2022 : bloc élitaire contre bloc populaire ? ( Jérôme Sainte-Marie)
Jérôme Sainte-Marie, président de la société d’études et de conseil Polling Vox : « Est-ce que Zemmour peut attirer durablement le vote populaire ? Il s’intéresse à l’économie pour les catégories bourgeoises, il leur promet beaucoup, et il ne promet rien aux catégories populaires, sauf d’arrêter l’immigration. »(L’opinion , extrait)
Marine Le Pen est passée en dessous de la barre des 20 % ces derniers jours dans les sondages, tandis qu’Eric Zemmour s’est hissé entre 10 % et 13 %. Est-ce le début du délitement du « bloc contre bloc » que vous avez théorisé, bloc élitaire contre bloc populaire ?
Dans les derniers sondages, Marine Le Pen conserve un soutien très fort parmi les classes populaires, et notamment chez les ouvriers : plus de 40 % d’entre eux votent Le Pen au premier tour, contre seulement 3 % des cadres. Cette baisse très sensible de Marine Le Pen chez les cadres, correspond à leur départ chez Eric Zemmour. L’initiative de ce dernier vise à ressusciter le clivage gauche-droite à la place du clivage bloc élitaire/bloc populaire qui a structuré le quinquennat jusqu’à présent. Cette tentative peut-elle réussir ? On n’a pas encore abordé les thèmes économiques et sociaux, Eric Zemmour s’en tient à grande distance. Par ailleurs, les classes populaires se politisent plus tard que les autres, généralement en février. On est donc dans un moment où on a l’impression que ces lignes-là sont troublées et que la gauche et la droite retrouvent droit de cité. Je ne suis pas sûr du tout que cela se confirme.
Eric Zemmour prend aussi des voix chez LR, parmi l’électorat de François Fillon en 2017…
Bien sûr. Il emprunte au lepénisme père et fille sur l’immigration, et il emprunte beaucoup, pour ce qui est de la vision de la société, à François Fillon. Il parle à une droite patrimoniale. A terme, on ne sait pas très bien à qui il va prendre.
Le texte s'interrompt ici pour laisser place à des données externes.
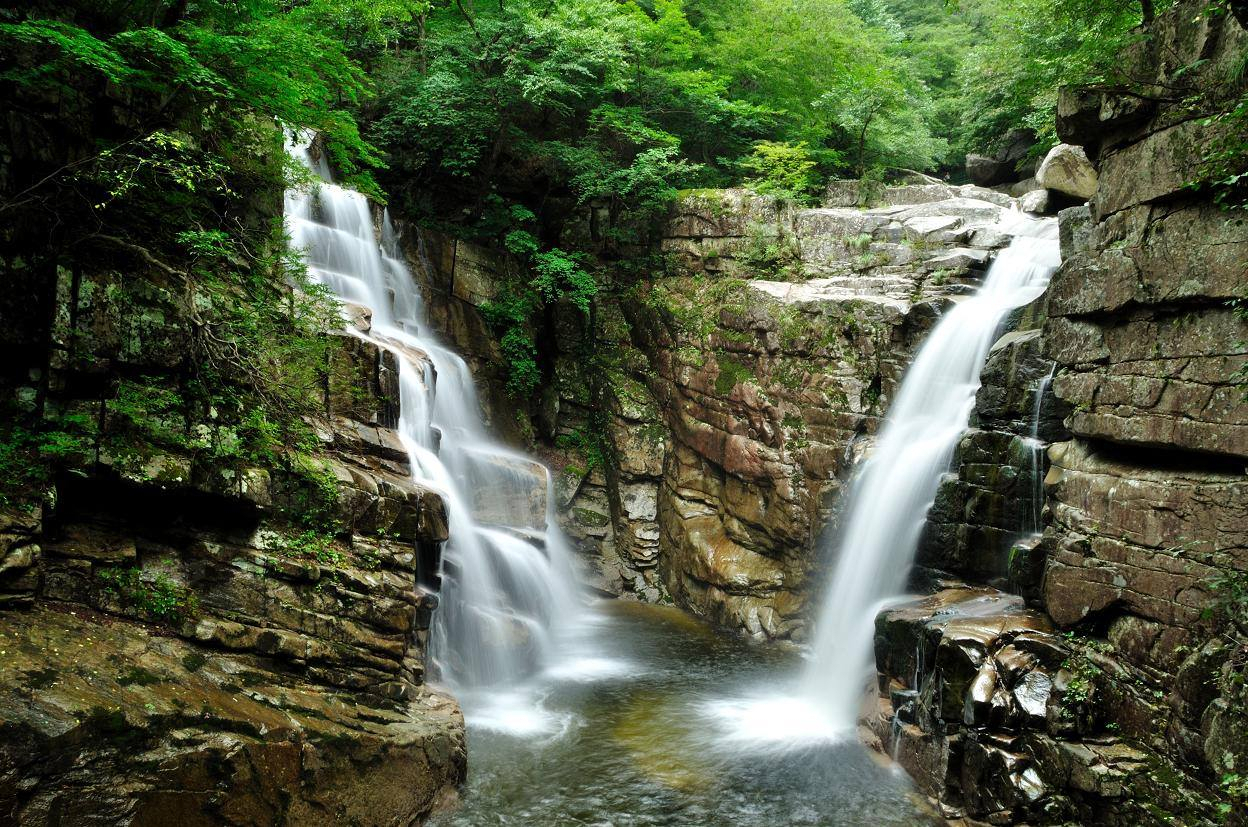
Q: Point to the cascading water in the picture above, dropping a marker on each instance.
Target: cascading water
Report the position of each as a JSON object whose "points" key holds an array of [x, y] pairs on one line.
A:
{"points": [[891, 494], [507, 580], [1036, 445], [887, 504]]}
Une poussée dans les sondages durant une période d’exposition médiatique extraordinaire ne signifie pas forcément un renversement culturel ou politique durable. Eric Zemmour bénéficie d’une exposition médiatique inouïe et massive, qui ne s’est jamais vue, même à l’époque de Nicolas Sarkozy. Donc, vous avez un phénomène de saturation médiatique, dont les effets sont impressionnants, mais nul ne sait s’ils sont durables. A terme, je pense que le destin d’Eric Zemmour sera de contenir le score de la droite classique, puisqu’il a un programme économique, social et identitaire qui correspond à la frange de la droite qui a voté Villiers ou Fillon.
Peut-il séduire une partie de l’électorat populaire de Marine Le Pen ?
A part celle d’Emmanuel Macron, les grandes victoires électorales ont eu lieu grâce à des promesses très fortes aux catégories populaires, qui n’étaient pas uniquement des promesses culturelles ou identitaires. Est-ce que Zemmour peut attirer durablement le vote populaire ? Il s’intéresse à l’économie pour les catégories bourgeoises, il leur promet beaucoup, et il ne promet rien aux catégories populaires, sauf d’arrêter l’immigration. Il y a une vraie dissymétrie dans son offre économique et sociale. Comme si on devait payer d’argent les catégories supérieures et payer de valeurs ou de symboles les catégories populaires…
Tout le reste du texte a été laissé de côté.